Search engines basically work using three steps. The first is visit Web sites and read every Web page a use the information provided by the Web pages to categorize them. The second step is to index these Web pages to speed the last step which is searching its own index listing to find a match that the search engine user is seeking.

Individuality
Web pages have given the Web ability to allow every user to express or display individuality. For example, companies can display their products and allow users to buy their products. Individuals can have their own Web page and share their ideas with others.

Interfaces
An interface is a connection between parts of the computer hardware or the software that handles the interaction between the user and an application.

Gateway
A gateway is a combination of hardware and software that allows user on one network to access the resources of a different type of network.

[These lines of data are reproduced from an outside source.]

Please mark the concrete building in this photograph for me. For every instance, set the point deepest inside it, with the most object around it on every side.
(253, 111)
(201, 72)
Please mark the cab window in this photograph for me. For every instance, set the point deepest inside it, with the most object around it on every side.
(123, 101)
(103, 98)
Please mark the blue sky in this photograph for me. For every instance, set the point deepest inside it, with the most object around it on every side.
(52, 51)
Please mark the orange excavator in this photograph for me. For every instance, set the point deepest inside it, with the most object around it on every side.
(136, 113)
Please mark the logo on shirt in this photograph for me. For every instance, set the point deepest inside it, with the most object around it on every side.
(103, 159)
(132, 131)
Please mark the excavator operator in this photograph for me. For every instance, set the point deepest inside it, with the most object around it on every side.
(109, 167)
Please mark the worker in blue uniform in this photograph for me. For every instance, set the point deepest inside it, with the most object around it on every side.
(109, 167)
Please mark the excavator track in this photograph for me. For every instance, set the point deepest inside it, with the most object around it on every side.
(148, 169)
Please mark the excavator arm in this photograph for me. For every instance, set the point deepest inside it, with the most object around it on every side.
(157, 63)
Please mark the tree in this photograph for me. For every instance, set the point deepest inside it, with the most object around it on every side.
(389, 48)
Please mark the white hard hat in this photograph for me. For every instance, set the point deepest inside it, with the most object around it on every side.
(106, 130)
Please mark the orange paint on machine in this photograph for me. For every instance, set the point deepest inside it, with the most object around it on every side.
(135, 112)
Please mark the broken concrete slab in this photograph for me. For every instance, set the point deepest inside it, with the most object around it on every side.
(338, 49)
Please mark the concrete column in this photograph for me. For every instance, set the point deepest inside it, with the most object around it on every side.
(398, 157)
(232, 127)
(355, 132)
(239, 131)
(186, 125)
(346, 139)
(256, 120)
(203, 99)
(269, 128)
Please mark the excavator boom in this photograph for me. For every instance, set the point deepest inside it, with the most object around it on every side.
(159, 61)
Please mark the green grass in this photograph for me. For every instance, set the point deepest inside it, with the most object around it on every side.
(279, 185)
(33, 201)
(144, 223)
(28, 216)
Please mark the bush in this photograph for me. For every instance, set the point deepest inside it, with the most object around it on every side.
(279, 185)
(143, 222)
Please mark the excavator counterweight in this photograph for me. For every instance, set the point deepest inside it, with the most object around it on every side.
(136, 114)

Common Gateway Interface (CGI)
CGI is an interface that helps execute external programs. It defines how information can be exchanged between the Web server and the external programs namely CGI programs. CGI programs are usually written in interpreted languages such as Unix shell script or PERL. CGI programs can also be written in C. CGI programs have performance problems since they run in a separate process from the server, plus they also require significant start-up time.

Common Languages
The Web with all its complexity, the servers must have some kind of common language or languages. Any Browser must understand Web pages and knows where to find things. CGI must be able to run external programs. The main issue here is the Web languages. The Web has two main languages, which are Java and HTML.

Hypertext
One of the Web features is the ability to move between Web pages and other sites with a click of a mouse. Documents or Web pages may have highlighted text that the user clicks on it to get to a different a document or Web page. This ability to jump between pages and sites is possible with the use of what is known as “Hypertext”.

Hypertext is a text, which is not constrained to be linear and contains links to other text. The links are more of jump points (address – URL) that are used to jump to other pages or another part of the same page. The Hypertext link is also known as anchor.

Hypermedia
Hypermedia is similar to hypertext, but includes media other than text, e.g. a hypermedia document could include text and graphics, or sound and animation.

Security
Security is to protect against unauthenticated interactive logins from the "outside" world. This helps prevent vandals from logging into machines on your network.

Firewall
A firewall can be defined as one of the followings:
A firewall is a set of related programs, located at a network gateway of a server, that protects the resources of a private network from users and other networks.

It is a system restricted access from machines, which are not on the company’ Internet.

It is also a computer that filters traffic going into and out of the corporate network.

Internet installs a firewall to prevent outsiders from accessing its own private data resources and for controlling outside resources its own users have access to.